LITURGY: New York City Ballet principals Maria Kowroski and Albert Evans guested regally in
Christopher Wheeldon’s piece. |
Maybe it’s the economy, but Boston Ballet’s third-annual season-opening gala was a sober evening, without the orchestral overture and the Paris Opera Ballet–style défilé (a kind of company introduction in which the dancers come on stage one by one, to the cheers of his or her fans) that graced the first two affairs. It’s a smaller company now, with just seven principals and 40 dancers total. Many cities bigger than Boston would, of course, love to have a company of this quality.
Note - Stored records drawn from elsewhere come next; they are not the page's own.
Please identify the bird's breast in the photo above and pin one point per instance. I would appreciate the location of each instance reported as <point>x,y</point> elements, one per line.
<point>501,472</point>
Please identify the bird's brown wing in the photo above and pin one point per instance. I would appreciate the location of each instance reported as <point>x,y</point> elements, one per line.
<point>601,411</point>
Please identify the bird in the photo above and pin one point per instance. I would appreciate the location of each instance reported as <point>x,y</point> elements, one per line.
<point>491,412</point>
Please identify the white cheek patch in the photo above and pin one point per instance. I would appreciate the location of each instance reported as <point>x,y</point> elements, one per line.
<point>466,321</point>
Some would even do more to support it.
As in the past two galas, the dancers got high marks for artistry and only middling ones for bravura. The excerpt from Jorma Elo’s In on Blue, which Boston Ballet premiered last March, made for an oddly dim-lit and low-key opener, but the echoes of Bernard Herrmann’s Vertigo music and the jittery questioning of ’50s attitudes about men and women made me want to see it again. The one commissioned premiere, former company principal Viktor Plotnikov’s Rhyme, was so mesmerizing that I didn’t even register the Chopin score, Larissa Ponomarenko and Yury Yanowsky moving toward and away from each other, lit and unlit, sometimes in spooky silence, a piece that made you think about its title.
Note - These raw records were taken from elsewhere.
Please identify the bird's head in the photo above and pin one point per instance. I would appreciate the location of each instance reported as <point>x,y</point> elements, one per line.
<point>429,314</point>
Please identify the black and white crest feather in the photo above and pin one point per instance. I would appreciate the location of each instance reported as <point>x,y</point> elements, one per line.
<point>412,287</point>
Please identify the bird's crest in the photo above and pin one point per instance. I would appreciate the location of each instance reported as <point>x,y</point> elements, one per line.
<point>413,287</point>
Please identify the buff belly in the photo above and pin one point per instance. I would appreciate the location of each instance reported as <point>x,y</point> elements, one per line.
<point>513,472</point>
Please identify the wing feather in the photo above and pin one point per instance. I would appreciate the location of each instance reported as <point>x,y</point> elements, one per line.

New York City Ballet principals Maria Kowroski and Albert Evans guested in Christopher Wheeldon’s Liturgy, a spikier duet that, set to Arvo Pärt’s Fratres, sat regally on Pärt’s harmonic pulse points, the dancers sitting with it. John Lam was pellucid as a bemused Everyman contra mundum in William Forsythe’s The Vile Parody of Address. A slinky Misa Kuranaga in the Adam-and-Eve-like pas de deux from George Balanchine’s Rubies seemed more likely to seduce the Snake than vice versa; James Whiteside was big and boisterous (especially in his Rodeo moment) and an effective counterweight. The slow movement of Balanchine’s Concerto Barocco reminded me what a wonderful role this is for Pavel Gurevich, who remained upright and elegant while twining with the shorter women; his partner, Rie Ichikawa, failed only in her tendency to rush the music.
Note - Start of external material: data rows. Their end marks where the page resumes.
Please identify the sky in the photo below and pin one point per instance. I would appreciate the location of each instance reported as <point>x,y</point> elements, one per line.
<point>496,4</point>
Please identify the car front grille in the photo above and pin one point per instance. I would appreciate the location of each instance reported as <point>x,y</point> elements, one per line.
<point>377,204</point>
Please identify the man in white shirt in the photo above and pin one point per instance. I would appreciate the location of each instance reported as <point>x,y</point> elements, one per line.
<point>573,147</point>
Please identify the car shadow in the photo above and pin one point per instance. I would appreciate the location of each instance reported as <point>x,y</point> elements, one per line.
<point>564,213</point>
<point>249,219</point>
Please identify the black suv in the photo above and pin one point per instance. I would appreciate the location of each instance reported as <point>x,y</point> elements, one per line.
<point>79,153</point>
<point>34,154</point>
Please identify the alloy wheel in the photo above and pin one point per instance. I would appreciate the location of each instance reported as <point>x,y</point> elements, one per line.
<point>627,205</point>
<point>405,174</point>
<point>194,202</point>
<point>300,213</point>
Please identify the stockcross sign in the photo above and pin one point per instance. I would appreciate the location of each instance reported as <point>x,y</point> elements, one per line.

The party pieces were less successful. The highlight of the excerpts from Sabrina Matthews’s ein von viel was Freda Locker’s incisive playing of the Goldberg variations; the choreography, here realized by James Whiteside and Jared Redick, still looks ordinary by comparison. Erica Cornejo and Carlos Molina seemed wasted in the pas de deux from Spartacus, though Cornejo did a nice impression of Maria in West Side Story, and the one-hand-lift-while-running-around-the-stage drew oohs and aahs. Neither Roman Rykine in the pas de deux from The Sleeping Beauty nor Nelson Madrigal in the excerpts from Paquita managed more than a very modest manège; Rykine and Ponomarenko did bring off three snappy fish dives, and, in Paquita, Lorna Feijóo’s fouetté sequence was stellar. Spinning at one point in pirouette and then slowing as if deciding when to stop, Jaime Díaz promised the fireworks that are the Corsaire pas de deux’s raison d’être, but he never quite exploded, and though Melissa Hough whipped through her chaîné turns, she lacked personality (which she has) and abandon.
The capper was the ninth and last movement from Twyla Tharp’s In the Upper Room, which should bring any audience to its feet, but it didn’t quite come off: one of the Bomb Squad members slipped, and there was a fair bit of ragged ensemble and sloppy execution. Kathleen Breen Combes cut through the smoky haze with swivel hips that matched her smile.